For a long time, the generation of elements remained a mystery for scientists. A new study suggests that many of the universe’s heavy elements are generated from rapidly whirling collapsing stars


The lightest elements, hydrogen, helium, and lithium, were formed shortly after the Big Bang, and elements up to iron were formed later mostly in the cores of stars. Previous research suggested that atomic nuclei often needed to absorb neutrons rapidly in a phenomenon known as the “r-process;” there lay a key to the formation of heavier elements. 


In 2017 astronomers detected a collision between neutron stars, superdense neutron-rich remains of large stars that ended their lives as supernovas. This discovery revealed that most r-process elements were forged in the materials blasted off of merging neutron stars. The collision resulted in a black hole, and previous research suggested that the main source of r-process elements from the merger was the accretion disk that formed around the black hole. The same physics could be found around different astrophysical systems.


The researchers created computer simulations of the accretion disks around collapsars, which are “collapsing, rapidly spinning massive stars whose deaths result in supernovas and black holes.” Daniel Siegel, the lead author of the study and a theoretical physicist at the Perimeter Institute for Theoretical Physics in Waterloo, Canada says that much of the material in these accretion disks circularizes around the newly formed black hole. These innermost regions of the disks are incredibly hot and dense, and subatomic particles interact in ways that cause protons to convert into neutrons. According to Siegel, this creates the initial conditions needed for the formation of heavy elements. 
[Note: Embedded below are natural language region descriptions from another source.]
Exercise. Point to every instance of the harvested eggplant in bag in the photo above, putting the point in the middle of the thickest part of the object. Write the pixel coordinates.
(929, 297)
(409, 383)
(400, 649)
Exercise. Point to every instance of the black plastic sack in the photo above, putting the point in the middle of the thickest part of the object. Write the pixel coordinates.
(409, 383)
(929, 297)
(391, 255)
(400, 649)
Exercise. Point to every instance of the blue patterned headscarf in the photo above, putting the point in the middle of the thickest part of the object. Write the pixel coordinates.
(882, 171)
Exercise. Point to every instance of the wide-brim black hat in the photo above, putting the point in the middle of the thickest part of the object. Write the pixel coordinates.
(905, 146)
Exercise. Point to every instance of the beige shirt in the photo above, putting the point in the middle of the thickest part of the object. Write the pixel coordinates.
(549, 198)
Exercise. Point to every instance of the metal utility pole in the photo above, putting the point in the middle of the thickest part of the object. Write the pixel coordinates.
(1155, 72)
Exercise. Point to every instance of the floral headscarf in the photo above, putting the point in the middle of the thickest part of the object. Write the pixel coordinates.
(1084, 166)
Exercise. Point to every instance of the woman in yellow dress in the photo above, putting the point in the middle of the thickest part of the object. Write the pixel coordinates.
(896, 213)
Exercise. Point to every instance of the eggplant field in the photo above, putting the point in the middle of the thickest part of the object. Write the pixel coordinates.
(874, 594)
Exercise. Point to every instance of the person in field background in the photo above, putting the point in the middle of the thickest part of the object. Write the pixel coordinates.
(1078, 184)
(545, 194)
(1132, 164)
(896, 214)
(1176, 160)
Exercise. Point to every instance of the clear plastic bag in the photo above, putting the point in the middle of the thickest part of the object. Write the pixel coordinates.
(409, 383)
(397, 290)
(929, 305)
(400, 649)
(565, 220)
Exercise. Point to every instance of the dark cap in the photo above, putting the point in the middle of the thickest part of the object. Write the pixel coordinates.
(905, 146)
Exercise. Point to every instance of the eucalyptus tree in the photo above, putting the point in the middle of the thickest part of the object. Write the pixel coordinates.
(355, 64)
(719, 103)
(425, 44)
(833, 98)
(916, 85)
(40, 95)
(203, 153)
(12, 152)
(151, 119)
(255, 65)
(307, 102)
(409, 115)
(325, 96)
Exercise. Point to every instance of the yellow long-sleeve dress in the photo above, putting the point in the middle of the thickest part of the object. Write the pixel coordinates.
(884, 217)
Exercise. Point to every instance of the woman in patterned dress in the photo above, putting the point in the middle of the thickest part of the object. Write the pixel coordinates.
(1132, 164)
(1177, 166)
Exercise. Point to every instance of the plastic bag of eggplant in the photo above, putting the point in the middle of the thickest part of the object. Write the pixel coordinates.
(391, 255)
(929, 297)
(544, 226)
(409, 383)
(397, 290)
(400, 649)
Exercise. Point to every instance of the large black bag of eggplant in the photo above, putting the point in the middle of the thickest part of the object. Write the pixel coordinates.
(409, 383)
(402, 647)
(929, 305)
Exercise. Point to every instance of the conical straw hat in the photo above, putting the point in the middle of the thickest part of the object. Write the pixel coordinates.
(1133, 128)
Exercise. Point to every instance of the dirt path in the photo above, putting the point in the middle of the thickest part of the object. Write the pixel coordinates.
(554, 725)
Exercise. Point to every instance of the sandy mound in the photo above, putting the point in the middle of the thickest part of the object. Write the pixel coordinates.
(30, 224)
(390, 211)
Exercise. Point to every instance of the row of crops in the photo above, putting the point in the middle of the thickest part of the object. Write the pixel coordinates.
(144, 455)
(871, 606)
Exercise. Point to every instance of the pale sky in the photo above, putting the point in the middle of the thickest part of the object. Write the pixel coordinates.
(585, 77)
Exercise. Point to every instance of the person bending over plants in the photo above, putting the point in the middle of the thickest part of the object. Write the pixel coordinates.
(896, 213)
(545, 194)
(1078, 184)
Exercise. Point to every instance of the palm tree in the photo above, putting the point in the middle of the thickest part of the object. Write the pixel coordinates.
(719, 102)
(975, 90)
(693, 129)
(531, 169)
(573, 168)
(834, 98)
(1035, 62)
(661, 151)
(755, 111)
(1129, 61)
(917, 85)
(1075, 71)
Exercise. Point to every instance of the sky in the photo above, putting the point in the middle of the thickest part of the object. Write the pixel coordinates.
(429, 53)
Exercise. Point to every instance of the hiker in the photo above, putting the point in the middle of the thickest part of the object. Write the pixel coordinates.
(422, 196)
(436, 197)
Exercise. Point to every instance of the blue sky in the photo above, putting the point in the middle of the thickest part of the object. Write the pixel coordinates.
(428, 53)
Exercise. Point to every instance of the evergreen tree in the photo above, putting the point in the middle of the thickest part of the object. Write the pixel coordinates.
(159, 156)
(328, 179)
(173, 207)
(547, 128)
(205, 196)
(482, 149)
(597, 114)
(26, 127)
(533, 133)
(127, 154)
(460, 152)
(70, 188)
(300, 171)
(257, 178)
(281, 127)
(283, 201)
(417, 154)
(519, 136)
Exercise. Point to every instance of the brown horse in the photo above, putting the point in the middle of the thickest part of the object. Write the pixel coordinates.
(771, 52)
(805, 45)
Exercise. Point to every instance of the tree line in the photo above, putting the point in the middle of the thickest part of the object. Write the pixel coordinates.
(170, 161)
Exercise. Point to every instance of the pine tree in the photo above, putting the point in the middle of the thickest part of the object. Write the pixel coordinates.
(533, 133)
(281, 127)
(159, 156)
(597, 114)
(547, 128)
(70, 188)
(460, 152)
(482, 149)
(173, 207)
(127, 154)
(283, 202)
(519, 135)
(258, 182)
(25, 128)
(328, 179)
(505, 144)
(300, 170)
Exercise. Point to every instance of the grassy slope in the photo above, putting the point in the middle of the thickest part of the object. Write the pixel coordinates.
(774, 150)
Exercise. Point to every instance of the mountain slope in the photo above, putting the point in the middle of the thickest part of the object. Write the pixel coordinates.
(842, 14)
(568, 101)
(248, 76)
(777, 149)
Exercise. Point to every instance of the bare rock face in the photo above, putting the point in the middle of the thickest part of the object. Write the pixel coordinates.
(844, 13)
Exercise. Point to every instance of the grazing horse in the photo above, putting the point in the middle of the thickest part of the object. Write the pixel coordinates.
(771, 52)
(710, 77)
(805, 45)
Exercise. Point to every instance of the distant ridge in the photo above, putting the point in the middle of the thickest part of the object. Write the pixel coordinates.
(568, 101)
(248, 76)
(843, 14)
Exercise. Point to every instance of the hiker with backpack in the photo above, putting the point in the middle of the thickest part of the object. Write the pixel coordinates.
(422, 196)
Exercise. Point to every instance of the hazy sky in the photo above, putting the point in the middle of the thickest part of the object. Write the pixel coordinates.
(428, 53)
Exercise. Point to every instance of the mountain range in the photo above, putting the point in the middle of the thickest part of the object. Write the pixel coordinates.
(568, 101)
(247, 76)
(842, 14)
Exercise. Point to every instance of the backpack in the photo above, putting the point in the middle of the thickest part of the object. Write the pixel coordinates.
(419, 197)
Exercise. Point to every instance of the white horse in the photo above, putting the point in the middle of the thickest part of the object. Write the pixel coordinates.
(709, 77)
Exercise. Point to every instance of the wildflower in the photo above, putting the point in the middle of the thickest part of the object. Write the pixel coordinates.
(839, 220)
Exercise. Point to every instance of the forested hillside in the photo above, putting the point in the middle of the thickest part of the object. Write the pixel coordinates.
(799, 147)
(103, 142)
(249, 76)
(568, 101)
Though similar, collapsars are significantly less common than neutron star mergers. However, collapsars fire off more material and thus result in a greater expulsion of r-process elements than neutron star collisions do. Siegel says that collapsars should produce at least 80% of the heavy elements in our galaxy and that almost 20% would result from neutron star mergers. 


There is still much to learn about accretion disks and the formation of elements. In the future, scientists would like to explore how elements are created in other kinds of accretion disks aside from those found around neutron stars and collapsars. Siegel hopes to explore the cosmological implications of this work and see what the results suggest for the chemical evolution and assembly of galaxies.